The QUILT 3.055 study data cited in support of the SFDA approval reportedly demonstrated approximately double the median overall survival seen historically with docetaxel. Clinicians tracking the lung cancer field will note that the PRAGMATICA-LUNG trial, which tested pembrolizumab plus ramucirumab versus docetaxel in a similar setting, reported a median overall survival of roughly nine months with docetaxel and failed to show improvement over that benchmark. If ImmunityBio’s data holds under further scrutiny, the clinical case for ANKTIVA in second-line NSCLC could represent a genuine step forward in a space that has accumulated a series of late-stage failures.
Whether the SFDA approval translates into a U.S. regulatory submission for the NSCLC indication is unclear.
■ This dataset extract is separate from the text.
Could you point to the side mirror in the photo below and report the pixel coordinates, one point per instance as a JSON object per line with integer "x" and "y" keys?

The company has stated it intends to continue discussions with the FDA and other global regulatory authorities, but no formal U.S. filing timeline has been disclosed. Industry observers will be watching for the full clinical dataset from the QUILT 3.055 trial to assess whether the survival benefit is robust enough to support a registrational program in the United States, where the FDA’s evidence standards for second-line NSCLC are well established and competition from emerging agents remains intense.
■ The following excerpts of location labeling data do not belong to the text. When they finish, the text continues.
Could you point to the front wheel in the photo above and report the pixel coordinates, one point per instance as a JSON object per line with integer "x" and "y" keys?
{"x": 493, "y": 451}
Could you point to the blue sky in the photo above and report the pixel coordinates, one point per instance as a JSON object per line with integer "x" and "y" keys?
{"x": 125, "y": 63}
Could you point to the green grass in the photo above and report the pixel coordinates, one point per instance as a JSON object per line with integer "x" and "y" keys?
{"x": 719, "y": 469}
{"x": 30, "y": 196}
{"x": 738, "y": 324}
What risks and unresolved questions remain for ANKTIVA before papillary approval and broader commercial uptake
The most immediate risk for the papillary program is another request for additional information from the FDA, which would extend the review timeline further and potentially compress the commercial window before generic or biosimilar competition emerges in adjacent treatment categories. The company has navigated two rounds of FDA data requests in the span of roughly two months, and while the resubmission has been acknowledged, there is no guarantee the current filing will proceed to a PDUFA date without further back-and-forth.
Beyond the regulatory pathway, commercial execution in the NMIBC space presents its own challenges. Intravesical delivery requires trained urologists and appropriate clinical infrastructure, and BCG supply constraints have historically disrupted treatment access for patients with NMIBC. Adoption of ANKTIVA plus BCG in the CIS setting will inform payer and prescriber readiness for the papillary indication, but the real-world uptake data is still early.
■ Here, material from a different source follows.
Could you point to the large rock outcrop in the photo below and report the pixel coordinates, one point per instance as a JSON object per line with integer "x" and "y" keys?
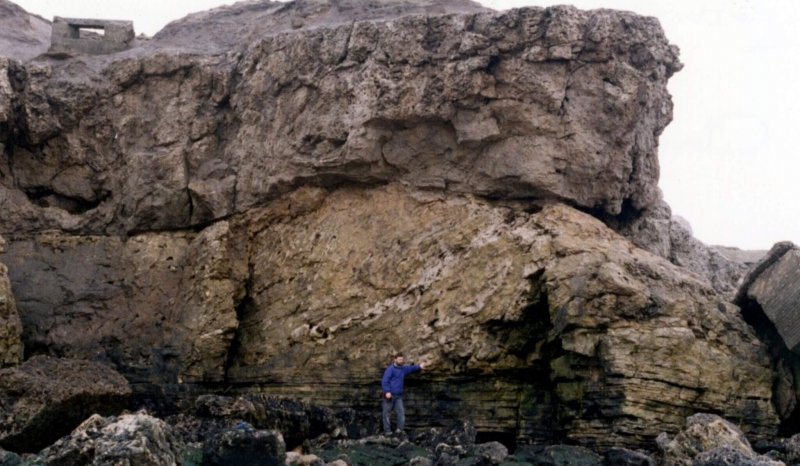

Reimbursement dynamics also merit scrutiny. Payers evaluating a bladder-preserving immunotherapy regimen will weigh the upfront treatment cost against the long-term cost avoidance of deferring or avoiding radical cystectomy, a procedure that carries substantial morbidity and long-term care costs. The 81.8% cystectomy-free survival at 36 months is the data point most likely to feature in health economic analyses, but those analyses have not yet been published or formally submitted to payers.
For clinicians and regulators watching the bladder cancer space, the ANKTIVA papillary resubmission represents one of the more substantive near-term regulatory decisions in a field that has seen limited new approvals. Whether the updated long-term follow-up data is sufficient to clear the FDA’s evidentiary bar will shape both the clinical management of high-grade papillary NMIBC and the commercial trajectory of ImmunityBio’s intravesical franchise.